• Peter Bateman
    272
    In each edition we pose three questions arising from material in that edition. We print an edited selection of responses in the next edition (no names). FYI, here are the questions from the Sept/Oct edition.

    Q: Wellington City Council’s strategy places staff health and wellbeing at the centre of everything it does. Is this the way forward for organisations wishing to replace a compliance approach to H&S with an approached based on care? Why, or why not?

    Q: WorkSafe NZ has announced the creation of a new role focused on health & safety innovation. How could the regulator make best use of this new role?

    Q: Peta Miller and Rebecca Michalak say that, rather than trying to boost mental 'resilience' in individuals, the primary effort should go into designing psychosocially healthy work environments. Do you agree? Why, or why not?

    If you wish to respond anonymously to any of these you can do so here (and go in the draw for a prize).

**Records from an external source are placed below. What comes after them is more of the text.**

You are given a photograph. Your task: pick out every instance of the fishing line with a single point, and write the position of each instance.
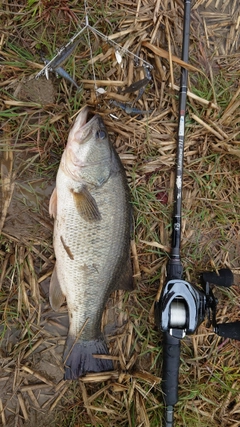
(119, 50)
(89, 45)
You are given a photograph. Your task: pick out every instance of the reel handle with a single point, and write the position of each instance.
(229, 330)
(223, 278)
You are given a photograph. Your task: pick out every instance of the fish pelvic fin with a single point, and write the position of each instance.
(56, 296)
(79, 358)
(125, 280)
(53, 204)
(86, 205)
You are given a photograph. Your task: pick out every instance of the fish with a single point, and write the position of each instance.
(92, 230)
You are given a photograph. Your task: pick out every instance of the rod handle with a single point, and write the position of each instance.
(170, 370)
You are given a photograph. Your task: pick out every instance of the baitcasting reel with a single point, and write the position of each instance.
(183, 307)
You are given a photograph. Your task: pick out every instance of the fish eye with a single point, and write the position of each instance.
(101, 134)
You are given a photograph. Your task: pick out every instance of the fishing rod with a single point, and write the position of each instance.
(182, 306)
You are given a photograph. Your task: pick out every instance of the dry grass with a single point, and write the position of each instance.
(36, 116)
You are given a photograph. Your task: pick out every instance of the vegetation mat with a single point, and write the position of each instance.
(36, 115)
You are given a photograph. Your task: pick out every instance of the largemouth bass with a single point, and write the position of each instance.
(92, 221)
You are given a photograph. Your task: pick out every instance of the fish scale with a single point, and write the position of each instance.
(91, 241)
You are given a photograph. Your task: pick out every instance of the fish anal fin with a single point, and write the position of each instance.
(56, 296)
(53, 204)
(86, 205)
(125, 280)
(81, 357)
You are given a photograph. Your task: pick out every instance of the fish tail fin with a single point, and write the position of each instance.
(79, 358)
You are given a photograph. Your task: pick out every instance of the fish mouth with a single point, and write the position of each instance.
(86, 118)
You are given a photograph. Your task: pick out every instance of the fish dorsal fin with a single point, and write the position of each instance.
(53, 204)
(56, 296)
(125, 280)
(86, 205)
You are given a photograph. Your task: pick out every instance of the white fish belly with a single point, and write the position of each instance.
(90, 255)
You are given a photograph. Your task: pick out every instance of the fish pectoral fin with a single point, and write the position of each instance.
(125, 281)
(86, 205)
(53, 204)
(56, 296)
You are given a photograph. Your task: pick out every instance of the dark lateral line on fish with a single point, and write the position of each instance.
(67, 249)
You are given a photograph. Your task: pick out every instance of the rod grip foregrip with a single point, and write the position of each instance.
(170, 369)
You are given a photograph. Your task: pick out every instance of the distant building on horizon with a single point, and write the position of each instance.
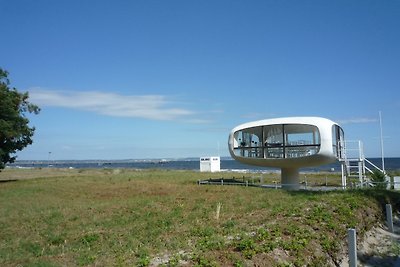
(210, 164)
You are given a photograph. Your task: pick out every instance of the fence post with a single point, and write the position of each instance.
(389, 217)
(352, 239)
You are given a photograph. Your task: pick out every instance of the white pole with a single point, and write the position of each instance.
(383, 158)
(352, 239)
(389, 217)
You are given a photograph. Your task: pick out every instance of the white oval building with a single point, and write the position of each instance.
(287, 143)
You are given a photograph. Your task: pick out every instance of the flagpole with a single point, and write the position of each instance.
(383, 158)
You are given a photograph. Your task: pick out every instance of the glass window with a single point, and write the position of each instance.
(338, 141)
(278, 141)
(248, 143)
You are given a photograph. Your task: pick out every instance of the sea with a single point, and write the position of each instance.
(227, 164)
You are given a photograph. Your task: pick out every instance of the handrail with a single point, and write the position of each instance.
(373, 165)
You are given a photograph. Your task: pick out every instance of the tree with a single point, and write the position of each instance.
(15, 133)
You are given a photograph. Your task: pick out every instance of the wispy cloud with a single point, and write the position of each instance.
(357, 120)
(155, 107)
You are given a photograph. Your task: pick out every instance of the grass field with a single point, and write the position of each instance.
(105, 217)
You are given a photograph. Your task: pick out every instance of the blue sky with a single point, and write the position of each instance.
(170, 79)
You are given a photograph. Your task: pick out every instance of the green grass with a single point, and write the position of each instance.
(128, 218)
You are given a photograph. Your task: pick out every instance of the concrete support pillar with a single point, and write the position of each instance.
(290, 178)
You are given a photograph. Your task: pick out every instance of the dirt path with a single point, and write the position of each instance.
(379, 248)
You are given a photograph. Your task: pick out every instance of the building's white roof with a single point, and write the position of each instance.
(317, 121)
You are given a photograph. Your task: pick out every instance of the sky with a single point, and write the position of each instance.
(170, 79)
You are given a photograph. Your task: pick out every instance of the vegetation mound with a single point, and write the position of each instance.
(151, 217)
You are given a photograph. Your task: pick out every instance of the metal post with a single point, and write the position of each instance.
(389, 217)
(352, 239)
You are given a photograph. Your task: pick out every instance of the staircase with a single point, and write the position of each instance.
(354, 164)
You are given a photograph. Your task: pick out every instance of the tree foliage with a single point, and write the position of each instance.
(15, 133)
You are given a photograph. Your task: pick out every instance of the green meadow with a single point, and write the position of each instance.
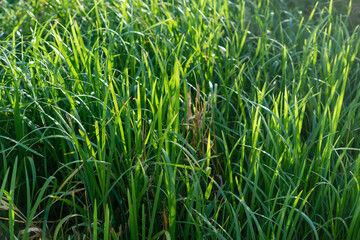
(179, 119)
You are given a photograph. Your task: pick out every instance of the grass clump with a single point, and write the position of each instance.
(179, 120)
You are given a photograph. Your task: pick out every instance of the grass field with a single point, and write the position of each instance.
(179, 119)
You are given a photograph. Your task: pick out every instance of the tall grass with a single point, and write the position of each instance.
(179, 119)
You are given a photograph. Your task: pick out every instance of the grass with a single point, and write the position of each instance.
(179, 119)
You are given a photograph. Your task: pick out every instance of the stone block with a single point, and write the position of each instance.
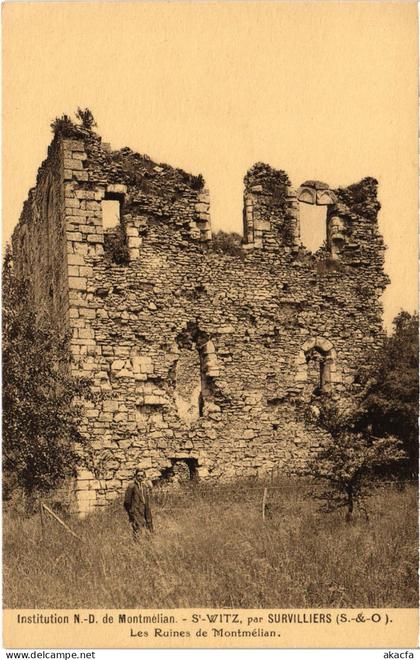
(78, 283)
(117, 188)
(134, 242)
(95, 238)
(75, 260)
(72, 164)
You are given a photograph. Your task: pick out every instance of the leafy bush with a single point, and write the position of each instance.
(86, 117)
(347, 462)
(390, 400)
(40, 413)
(66, 127)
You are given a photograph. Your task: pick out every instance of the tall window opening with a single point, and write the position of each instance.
(115, 240)
(111, 213)
(190, 378)
(319, 372)
(313, 225)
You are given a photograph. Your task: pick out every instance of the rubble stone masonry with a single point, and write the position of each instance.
(197, 356)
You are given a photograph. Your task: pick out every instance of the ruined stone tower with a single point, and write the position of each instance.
(197, 355)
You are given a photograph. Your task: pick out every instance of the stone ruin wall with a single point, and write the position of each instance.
(196, 355)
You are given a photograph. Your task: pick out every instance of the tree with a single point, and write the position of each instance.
(391, 388)
(40, 413)
(349, 459)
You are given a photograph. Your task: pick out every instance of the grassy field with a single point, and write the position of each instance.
(212, 549)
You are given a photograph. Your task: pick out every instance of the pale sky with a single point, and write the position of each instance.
(322, 90)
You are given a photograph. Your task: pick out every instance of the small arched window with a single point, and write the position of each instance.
(316, 365)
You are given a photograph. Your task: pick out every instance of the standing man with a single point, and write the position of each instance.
(137, 505)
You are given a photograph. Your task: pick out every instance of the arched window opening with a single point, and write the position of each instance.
(316, 366)
(111, 211)
(313, 225)
(191, 387)
(115, 239)
(319, 371)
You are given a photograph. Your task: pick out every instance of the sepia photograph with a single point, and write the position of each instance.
(210, 325)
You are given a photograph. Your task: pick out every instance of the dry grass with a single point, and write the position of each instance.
(212, 549)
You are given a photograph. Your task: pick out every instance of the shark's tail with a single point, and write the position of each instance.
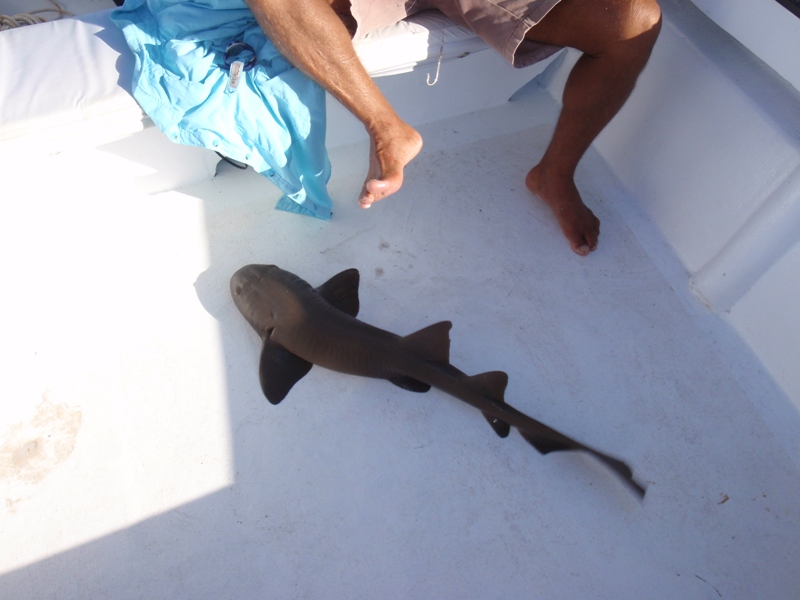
(547, 443)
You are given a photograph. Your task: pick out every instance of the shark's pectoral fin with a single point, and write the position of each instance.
(431, 343)
(279, 370)
(412, 385)
(341, 291)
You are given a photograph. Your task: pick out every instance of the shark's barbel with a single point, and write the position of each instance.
(302, 326)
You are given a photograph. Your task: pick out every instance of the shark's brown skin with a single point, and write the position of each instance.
(302, 326)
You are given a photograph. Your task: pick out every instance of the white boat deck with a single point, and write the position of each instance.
(141, 459)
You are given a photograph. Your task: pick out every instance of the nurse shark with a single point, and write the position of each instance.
(302, 326)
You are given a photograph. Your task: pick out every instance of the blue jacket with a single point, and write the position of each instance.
(274, 120)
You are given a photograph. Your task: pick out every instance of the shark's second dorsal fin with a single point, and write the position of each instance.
(492, 385)
(431, 343)
(279, 370)
(341, 291)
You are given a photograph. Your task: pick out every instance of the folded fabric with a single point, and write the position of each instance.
(272, 120)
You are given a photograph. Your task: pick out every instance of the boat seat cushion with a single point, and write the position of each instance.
(68, 82)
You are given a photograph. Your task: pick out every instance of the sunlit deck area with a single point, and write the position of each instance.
(140, 459)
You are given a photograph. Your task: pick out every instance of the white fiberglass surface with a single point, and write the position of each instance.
(153, 467)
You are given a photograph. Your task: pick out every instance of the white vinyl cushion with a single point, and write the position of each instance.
(67, 82)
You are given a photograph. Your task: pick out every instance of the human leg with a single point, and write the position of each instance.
(315, 40)
(616, 37)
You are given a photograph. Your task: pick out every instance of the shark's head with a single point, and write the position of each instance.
(255, 290)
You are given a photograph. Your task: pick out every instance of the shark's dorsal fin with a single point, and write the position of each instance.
(341, 291)
(492, 385)
(431, 343)
(279, 370)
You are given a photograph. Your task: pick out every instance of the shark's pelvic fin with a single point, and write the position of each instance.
(341, 291)
(492, 384)
(279, 370)
(411, 385)
(431, 343)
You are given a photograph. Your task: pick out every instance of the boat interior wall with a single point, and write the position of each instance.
(52, 99)
(767, 28)
(709, 147)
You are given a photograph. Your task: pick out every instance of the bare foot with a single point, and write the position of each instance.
(577, 222)
(391, 149)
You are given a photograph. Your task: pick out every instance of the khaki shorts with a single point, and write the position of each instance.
(500, 23)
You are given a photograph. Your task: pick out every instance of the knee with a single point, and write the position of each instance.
(643, 20)
(628, 26)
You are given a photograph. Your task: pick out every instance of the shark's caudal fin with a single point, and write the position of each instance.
(492, 384)
(341, 291)
(545, 444)
(279, 370)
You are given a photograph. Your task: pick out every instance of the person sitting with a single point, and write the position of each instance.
(616, 38)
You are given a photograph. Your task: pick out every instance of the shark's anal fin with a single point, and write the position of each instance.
(279, 370)
(341, 291)
(431, 343)
(412, 385)
(492, 385)
(501, 428)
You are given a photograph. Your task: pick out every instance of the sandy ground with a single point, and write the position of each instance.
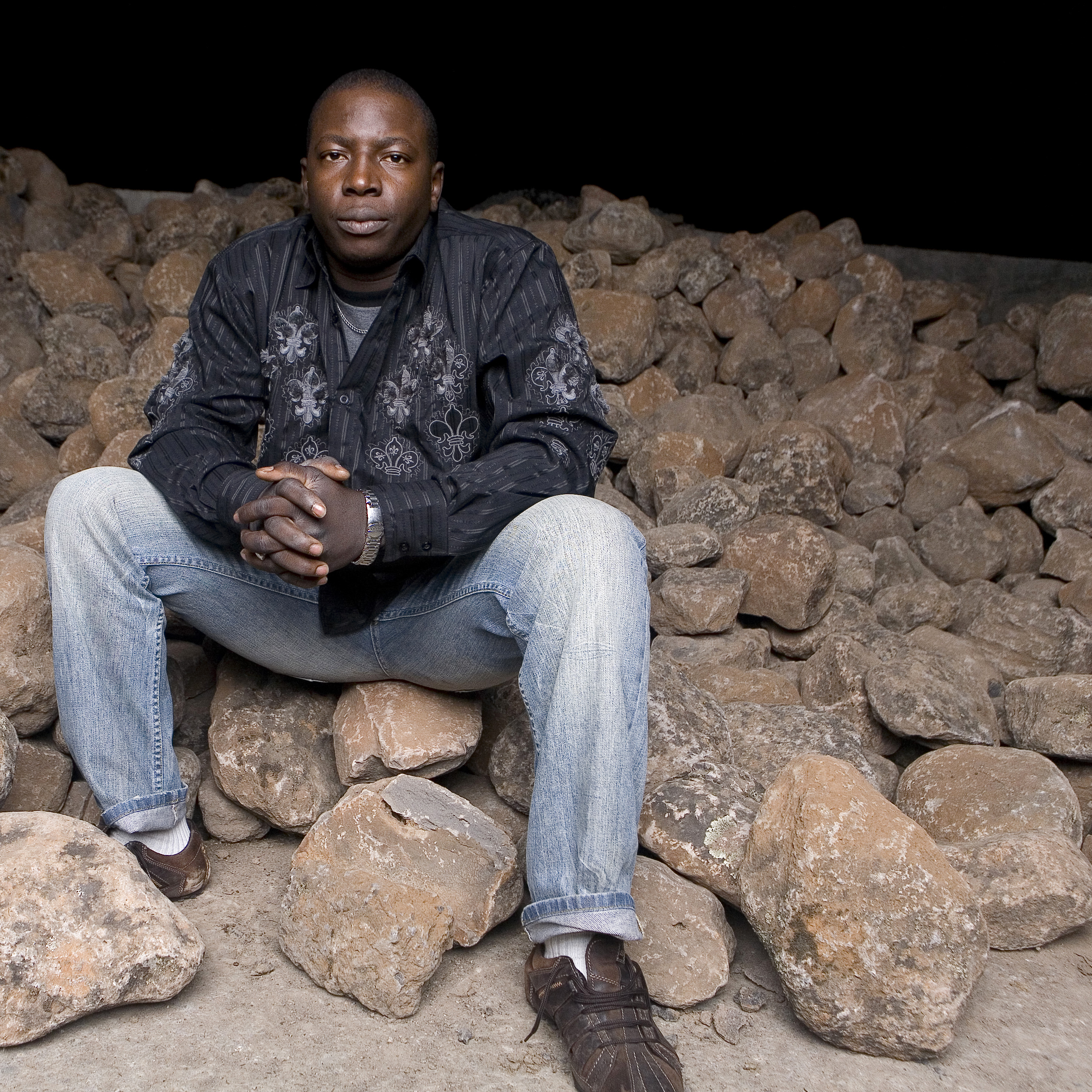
(252, 1020)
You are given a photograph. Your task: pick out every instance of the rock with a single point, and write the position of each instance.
(697, 601)
(1052, 716)
(816, 305)
(699, 825)
(877, 940)
(680, 546)
(41, 780)
(172, 284)
(1024, 542)
(874, 485)
(1067, 501)
(907, 606)
(999, 354)
(1008, 456)
(271, 745)
(624, 230)
(962, 544)
(756, 685)
(921, 695)
(731, 306)
(382, 729)
(791, 568)
(876, 274)
(834, 682)
(812, 357)
(718, 502)
(962, 794)
(225, 819)
(386, 883)
(26, 460)
(66, 283)
(9, 746)
(28, 697)
(688, 944)
(862, 412)
(81, 928)
(754, 357)
(79, 452)
(801, 469)
(690, 365)
(671, 449)
(1065, 348)
(872, 334)
(1032, 888)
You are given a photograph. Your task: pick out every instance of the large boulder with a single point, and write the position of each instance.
(387, 882)
(82, 928)
(271, 745)
(877, 939)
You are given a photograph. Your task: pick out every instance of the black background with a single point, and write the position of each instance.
(964, 148)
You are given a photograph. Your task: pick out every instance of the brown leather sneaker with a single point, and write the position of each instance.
(176, 875)
(605, 1022)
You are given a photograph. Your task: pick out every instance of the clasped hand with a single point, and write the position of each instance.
(306, 525)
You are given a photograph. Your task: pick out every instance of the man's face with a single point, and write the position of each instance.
(367, 178)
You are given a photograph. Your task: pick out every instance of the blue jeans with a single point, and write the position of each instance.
(560, 598)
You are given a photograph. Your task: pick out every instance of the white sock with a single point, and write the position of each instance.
(574, 945)
(167, 842)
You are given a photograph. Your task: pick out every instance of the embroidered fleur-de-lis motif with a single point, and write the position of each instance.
(308, 397)
(292, 337)
(397, 457)
(398, 397)
(449, 369)
(456, 434)
(557, 379)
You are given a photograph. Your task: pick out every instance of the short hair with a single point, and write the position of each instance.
(392, 84)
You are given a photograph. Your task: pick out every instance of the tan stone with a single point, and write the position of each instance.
(387, 882)
(172, 284)
(877, 940)
(381, 729)
(791, 568)
(863, 413)
(815, 304)
(962, 794)
(688, 944)
(81, 928)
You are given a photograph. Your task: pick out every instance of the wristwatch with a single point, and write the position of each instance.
(374, 540)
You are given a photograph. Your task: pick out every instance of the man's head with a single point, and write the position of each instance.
(370, 175)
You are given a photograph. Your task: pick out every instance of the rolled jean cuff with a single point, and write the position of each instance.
(159, 812)
(612, 913)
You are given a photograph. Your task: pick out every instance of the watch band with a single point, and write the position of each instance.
(374, 540)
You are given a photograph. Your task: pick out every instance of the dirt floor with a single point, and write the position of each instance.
(252, 1020)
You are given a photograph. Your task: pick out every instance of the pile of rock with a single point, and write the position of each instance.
(870, 543)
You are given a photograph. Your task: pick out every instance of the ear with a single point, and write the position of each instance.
(437, 186)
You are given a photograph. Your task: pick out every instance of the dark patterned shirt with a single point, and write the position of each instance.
(471, 398)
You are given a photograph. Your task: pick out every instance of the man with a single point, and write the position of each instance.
(423, 512)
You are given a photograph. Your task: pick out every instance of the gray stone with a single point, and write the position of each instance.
(877, 940)
(81, 928)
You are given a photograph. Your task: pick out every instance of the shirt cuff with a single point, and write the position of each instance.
(416, 520)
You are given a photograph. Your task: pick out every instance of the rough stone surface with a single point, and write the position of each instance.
(1052, 716)
(1032, 888)
(962, 794)
(791, 567)
(81, 928)
(387, 728)
(697, 601)
(877, 940)
(688, 944)
(271, 745)
(387, 882)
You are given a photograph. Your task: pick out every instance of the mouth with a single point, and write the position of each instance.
(362, 226)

    Or of course you can respond in public in this forum!
  • Andrew
    405
    1) I would have thought providing maximum value to ratepayers by focusing solely on core functions would be centre of every thing a council does. (it does know a thing only has one centre?)
    2) isn't an Innovative Government role an oxymoron? Especially from a department founded on a copy/paste of Australian law?
    3) nodded off part way through the question
  • Andrew
    405
    PS Peter - could you use another example other than the Wellington City Council. Who can take a council who spends $22,500 on painted multi-colour zebra crossing lines seriously?
  • Sarah Bond
    62
    Q: Peta Miller and Rebecca Michalak say that, rather than trying to boost mental 'resilience' in individuals, the primary effort should go into designing psychosocially healthy work environments. Do you agree? Why, or why not?

    I agree, at the HASANZ conference Geoff McDonald stated his distaste in regards to ‘reliance’ and it’s almost combative/victim/persecutor themes.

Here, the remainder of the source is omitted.